2. Tax liability under reverse charge mechanism for other services.
3. Tax head for payment under reverse charge mechanism.

Detailed Analysis:

Issue 1: Tax Liability under Reverse Charge Mechanism for Renting of Immovable Property Services

The applicant, a SEZ unit, sought clarity on whether it must pay tax under the reverse charge mechanism (RCM) for renting immovable property services from SEEPZ SEZ Authority (a local authority). The relevant notifications are Notification No. 13/2017-C.T. (Rate) and Notification No. 03/2018-C.T. (Rate).

The ruling examined Section 7(5)(b) of the IGST Act, 2017, which treats the supply to or by a SEZ unit as an inter-State supply. Under Section 5(3) of the IGST Act, the government can specify categories of supply where tax is payable by the recipient under RCM. Notification No. 10/2017-I.T. (Rate), as amended by Notification No. 03/2018-I.T. (Rate), includes renting of immovable property services supplied by a local authority to a registered person under RCM.

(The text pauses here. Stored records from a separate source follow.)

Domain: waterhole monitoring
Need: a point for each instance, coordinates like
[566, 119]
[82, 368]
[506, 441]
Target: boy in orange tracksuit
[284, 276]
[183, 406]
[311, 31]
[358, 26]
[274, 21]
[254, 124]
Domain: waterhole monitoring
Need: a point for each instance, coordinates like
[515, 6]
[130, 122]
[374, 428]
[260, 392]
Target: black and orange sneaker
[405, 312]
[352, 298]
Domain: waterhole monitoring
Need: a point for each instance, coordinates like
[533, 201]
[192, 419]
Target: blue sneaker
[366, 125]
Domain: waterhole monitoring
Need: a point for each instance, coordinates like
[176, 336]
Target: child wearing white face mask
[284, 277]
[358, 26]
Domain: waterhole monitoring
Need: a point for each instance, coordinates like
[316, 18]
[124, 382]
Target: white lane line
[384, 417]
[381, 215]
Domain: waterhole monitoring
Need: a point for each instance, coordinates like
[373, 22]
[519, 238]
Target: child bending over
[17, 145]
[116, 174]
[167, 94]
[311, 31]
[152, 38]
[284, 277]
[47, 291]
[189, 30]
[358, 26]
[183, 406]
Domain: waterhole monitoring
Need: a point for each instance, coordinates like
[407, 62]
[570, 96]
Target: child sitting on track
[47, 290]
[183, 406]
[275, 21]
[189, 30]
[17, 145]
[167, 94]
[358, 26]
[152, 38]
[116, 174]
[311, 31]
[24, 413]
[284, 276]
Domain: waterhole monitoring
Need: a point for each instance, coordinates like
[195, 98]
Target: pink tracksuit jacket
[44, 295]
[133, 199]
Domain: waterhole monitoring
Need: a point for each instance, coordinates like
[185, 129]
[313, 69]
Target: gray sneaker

The ruling concluded that since the applicant is receiving renting services from SEEPZ SEZ Authority, a local authority, and is registered under the CGST Act, it must discharge the tax liability under RCM as per the provisions of the amended Notification No. 10/2017-I.T. (Rate).

Issue 2: Tax Liability under Reverse Charge Mechanism for Other Services

The applicant also inquired about the tax liability under RCM for other services procured from the SEEPZ SEZ Authority under the same notifications. The ruling noted that Notification No. 10/2017-I.T. (Rate) specifies categories of services subject to RCM. However, the applicant did not enumerate the "other services" in question. Therefore, the ruling could not provide a definitive answer due to the lack of specific information.

Issue 3: Tax Head for Payment under Reverse Charge Mechanism

If the applicant is required to pay tax under RCM, the ruling clarified that the tax must be discharged under the IGST head. This is in line with Section 7(5)(b) of the IGST Act, which treats the supply to or by a SEZ unit as an inter-State supply.

Additional Considerations and Rebuttals:

The applicant argued that services procured from SEEPZ SEZ Authority should be considered as imports under the SEZ Act, 2005, and thus exempt from IGST under Notification No. 18/2017-I.T. (Rate). However, the ruling clarified that under the IGST Act, "import of services" requires the supplier to be located outside India, which is not the case here as both parties are within India. Therefore, Notification No. 18/2017-I.T. (Rate) does not apply.

The applicant also cited Section 16 of the IGST Act, arguing that zero-rated supplies should exempt them from RCM. However, the ruling noted that Section 16(3) applies to suppliers of zero-rated supplies, not recipients. Hence, the applicant, as a recipient, is not covered under this provision for exemption from RCM.

The applicant referenced various judicial pronouncements and a letter from the Ministry of Finance regarding RCM applicability. The ruling found these references inapplicable as they pertained to different contexts or were not binding clarifications.

Conclusion:

1. Affirmative: The applicant must pay tax under RCM for renting of immovable property services from SEEPZ SEZ Authority.
2. Not Answered: The ruling did not address other services due to insufficient details.
3. IGST: The tax under RCM must be discharged under the IGST head.